Changes have also been made from W:EE, with none of the back steps found in the single player effort. The deck building system, which was a pinnacle feature of the original last year, has been given a visual revamp. While choosing the units you want for your army you can view them and move them around a hangar all while comparing specs and effects. Using your own finely tuned army in battle is still a hugely satisfying experience; although the names people choose for their battle groups really need to improve.
The aeroplanes also add a great new level to the multiplayer combat zone. Successful bombing runs are all the more satisfying when launched on another human player. Interestingly, anti-air defence has become a must-have for all commanders, to the point where it's actually tricky to use planes effectively at the time of writing. The community is starting to learn how to best use the jets, however, which is fascinating to watch. Squad tactics and designated target runs are starting to become commonplace and it's a testament to Focus Interactives' accurate design that these real life tactics can be deployed in-game.
This is actually a point that can be raised about the entire game; or at least the multiplayer. The nature of the design means you'll find yourself learning real strategies, as they're the most effective and beneficial. Charge your troops in like a madman and your entire force will crumble. Taking your time and picking your spots is the best way to start, from here you'll learn to adapt to any situation.

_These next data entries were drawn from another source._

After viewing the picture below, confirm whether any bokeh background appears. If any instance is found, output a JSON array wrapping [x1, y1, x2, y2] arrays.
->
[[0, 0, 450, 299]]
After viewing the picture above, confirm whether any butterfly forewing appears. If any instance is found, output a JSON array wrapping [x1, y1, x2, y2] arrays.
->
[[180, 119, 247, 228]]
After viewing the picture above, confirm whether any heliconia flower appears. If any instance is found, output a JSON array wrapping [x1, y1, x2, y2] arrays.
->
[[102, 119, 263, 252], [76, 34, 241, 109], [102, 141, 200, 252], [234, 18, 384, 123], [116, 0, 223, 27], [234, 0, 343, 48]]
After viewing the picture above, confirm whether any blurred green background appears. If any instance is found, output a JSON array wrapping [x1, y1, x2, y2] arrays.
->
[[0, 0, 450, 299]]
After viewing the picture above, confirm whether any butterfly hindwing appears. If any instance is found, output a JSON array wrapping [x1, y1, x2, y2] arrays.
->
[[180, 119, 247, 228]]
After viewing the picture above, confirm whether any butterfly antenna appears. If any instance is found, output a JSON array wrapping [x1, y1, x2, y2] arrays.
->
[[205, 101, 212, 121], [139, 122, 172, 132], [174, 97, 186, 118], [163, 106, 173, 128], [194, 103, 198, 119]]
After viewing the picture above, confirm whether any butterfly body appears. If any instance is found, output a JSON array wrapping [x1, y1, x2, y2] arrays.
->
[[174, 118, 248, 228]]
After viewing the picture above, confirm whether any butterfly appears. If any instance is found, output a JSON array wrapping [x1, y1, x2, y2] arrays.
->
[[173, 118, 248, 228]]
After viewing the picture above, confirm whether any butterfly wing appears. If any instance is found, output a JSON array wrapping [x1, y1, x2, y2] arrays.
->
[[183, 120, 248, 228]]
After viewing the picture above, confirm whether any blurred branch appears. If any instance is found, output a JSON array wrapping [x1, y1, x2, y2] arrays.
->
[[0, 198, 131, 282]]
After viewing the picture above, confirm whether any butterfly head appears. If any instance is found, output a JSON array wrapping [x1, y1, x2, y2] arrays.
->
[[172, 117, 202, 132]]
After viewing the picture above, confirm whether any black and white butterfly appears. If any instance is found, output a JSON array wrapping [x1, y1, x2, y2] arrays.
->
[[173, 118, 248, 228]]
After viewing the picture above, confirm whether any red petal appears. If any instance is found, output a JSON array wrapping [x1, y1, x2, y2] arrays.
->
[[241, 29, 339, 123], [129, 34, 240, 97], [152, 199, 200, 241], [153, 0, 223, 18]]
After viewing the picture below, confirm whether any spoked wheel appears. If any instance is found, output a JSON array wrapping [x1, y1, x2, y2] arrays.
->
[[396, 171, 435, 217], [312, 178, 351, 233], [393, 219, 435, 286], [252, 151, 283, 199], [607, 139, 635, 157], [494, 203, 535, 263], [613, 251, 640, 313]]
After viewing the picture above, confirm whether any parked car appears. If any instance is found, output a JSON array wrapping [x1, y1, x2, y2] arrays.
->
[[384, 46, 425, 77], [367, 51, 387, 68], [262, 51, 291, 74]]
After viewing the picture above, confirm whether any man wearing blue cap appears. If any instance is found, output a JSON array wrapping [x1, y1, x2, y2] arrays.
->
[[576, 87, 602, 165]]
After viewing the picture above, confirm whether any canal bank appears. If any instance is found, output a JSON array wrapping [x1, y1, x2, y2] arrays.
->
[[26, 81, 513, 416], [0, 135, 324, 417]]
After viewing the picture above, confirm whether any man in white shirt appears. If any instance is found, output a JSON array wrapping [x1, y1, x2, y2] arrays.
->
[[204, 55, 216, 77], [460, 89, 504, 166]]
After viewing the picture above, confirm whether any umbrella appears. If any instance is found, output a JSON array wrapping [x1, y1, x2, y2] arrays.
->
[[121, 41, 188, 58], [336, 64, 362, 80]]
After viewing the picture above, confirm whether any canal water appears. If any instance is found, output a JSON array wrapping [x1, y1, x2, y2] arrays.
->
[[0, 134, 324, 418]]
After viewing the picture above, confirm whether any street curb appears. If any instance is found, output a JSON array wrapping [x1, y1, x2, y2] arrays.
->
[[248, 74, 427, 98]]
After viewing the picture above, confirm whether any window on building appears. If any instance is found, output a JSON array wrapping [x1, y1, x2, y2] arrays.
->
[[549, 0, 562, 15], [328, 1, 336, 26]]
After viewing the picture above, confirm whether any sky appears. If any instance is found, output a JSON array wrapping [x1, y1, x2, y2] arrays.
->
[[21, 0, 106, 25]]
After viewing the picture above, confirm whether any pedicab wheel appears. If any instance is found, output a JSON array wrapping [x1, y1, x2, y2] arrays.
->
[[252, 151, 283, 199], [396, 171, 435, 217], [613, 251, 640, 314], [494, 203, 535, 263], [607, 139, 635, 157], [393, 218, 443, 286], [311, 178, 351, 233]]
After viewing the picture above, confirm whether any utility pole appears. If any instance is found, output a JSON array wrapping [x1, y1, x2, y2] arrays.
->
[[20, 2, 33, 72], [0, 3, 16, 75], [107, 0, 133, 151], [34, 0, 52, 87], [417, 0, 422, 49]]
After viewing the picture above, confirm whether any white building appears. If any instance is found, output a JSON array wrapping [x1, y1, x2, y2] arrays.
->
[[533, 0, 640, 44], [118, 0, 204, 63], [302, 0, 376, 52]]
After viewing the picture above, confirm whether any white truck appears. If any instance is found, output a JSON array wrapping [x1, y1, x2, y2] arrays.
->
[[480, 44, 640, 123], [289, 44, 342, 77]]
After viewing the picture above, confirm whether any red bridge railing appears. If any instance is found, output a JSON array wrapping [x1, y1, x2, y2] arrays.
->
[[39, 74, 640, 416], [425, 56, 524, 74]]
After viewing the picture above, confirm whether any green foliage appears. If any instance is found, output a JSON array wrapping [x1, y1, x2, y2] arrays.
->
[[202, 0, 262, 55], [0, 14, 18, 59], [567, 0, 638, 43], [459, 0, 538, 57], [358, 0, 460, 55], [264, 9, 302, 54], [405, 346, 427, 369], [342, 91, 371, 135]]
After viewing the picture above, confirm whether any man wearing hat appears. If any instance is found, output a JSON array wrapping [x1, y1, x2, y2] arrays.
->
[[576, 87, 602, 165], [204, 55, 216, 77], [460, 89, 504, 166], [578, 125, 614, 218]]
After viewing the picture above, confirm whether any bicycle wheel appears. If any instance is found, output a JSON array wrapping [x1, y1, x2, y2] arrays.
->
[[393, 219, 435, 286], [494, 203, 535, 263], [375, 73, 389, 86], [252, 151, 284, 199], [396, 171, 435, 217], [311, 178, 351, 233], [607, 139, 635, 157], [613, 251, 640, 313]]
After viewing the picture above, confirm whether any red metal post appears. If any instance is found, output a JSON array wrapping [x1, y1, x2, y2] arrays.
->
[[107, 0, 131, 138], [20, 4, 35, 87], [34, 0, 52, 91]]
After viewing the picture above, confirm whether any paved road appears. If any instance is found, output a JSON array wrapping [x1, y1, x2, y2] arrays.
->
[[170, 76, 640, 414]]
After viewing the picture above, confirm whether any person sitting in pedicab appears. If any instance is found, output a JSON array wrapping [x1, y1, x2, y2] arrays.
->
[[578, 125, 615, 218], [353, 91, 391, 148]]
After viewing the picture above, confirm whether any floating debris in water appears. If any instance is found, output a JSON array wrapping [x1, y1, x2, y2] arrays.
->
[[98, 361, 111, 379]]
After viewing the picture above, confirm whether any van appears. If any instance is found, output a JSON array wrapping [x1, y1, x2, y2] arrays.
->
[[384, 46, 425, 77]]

For the game as a whole, the sound design is a mixed bag; in a game focused on realistic modern combat, aural effects are key to building up that sense of scale and realism. AirLand Battle features some great audio, including a much improved tank shot effect (which in W:EE sounded more like a child's impression of a gun), as well as a great new multi-leveled sound effect model which produces different effects based on how close your camera is to the explosion/gunshot/vehicle. Unfortunately, the vehicles themselves still sound horrible when they're on the move, particularly tracked vehicles like tanks. Instead of a guttural engine noise you'd expect, a high pitched, practically squeaky sound is used. I know this is a very small thing, but when compared to the gruff sounds of tanks in something like Company of Heroes, it's just a missed opportunity for better immersion.
Of course, the big question is should you buy Wargame: AirLand Battle? I'd have to say that for the majority of people this sequel is unlikely to be of much interest. In many ways, the single player experience has been practically ruined. I know that for fans of the series, this isn't a particularly big deal, but for new players it's an instant turn off that will only hinder their decision to join the ranks online. The degree to which this can actually be called a sequel is also questionable; despite the full game price point this feels more like an expansion to last years' original with only a one real addition to the core game mechanic. What an addition it is though! The planes add a whole new level to the modern combat represented in the Wargame series; add on top of this a still stellar online multiplayer component and it's fair to say that not all is lost. For new players, it'll be tricky to get to grips with AirLand Battle. Give it a bit of time online, however, and you'll find yourself sinking hours into it with the regulars.
Wargame: Airland Battle (Reviewed on Windows)
This game is good, with a few negatives.
I'd have to say that for the majority of people this sequel is unlikely to be of much interest. In many ways, the single player experience has been practically ruined. I know that for fans of the series, this isn't a particularly big deal, but for new players it's an instant turn off that will only hinder their decision to join the ranks online.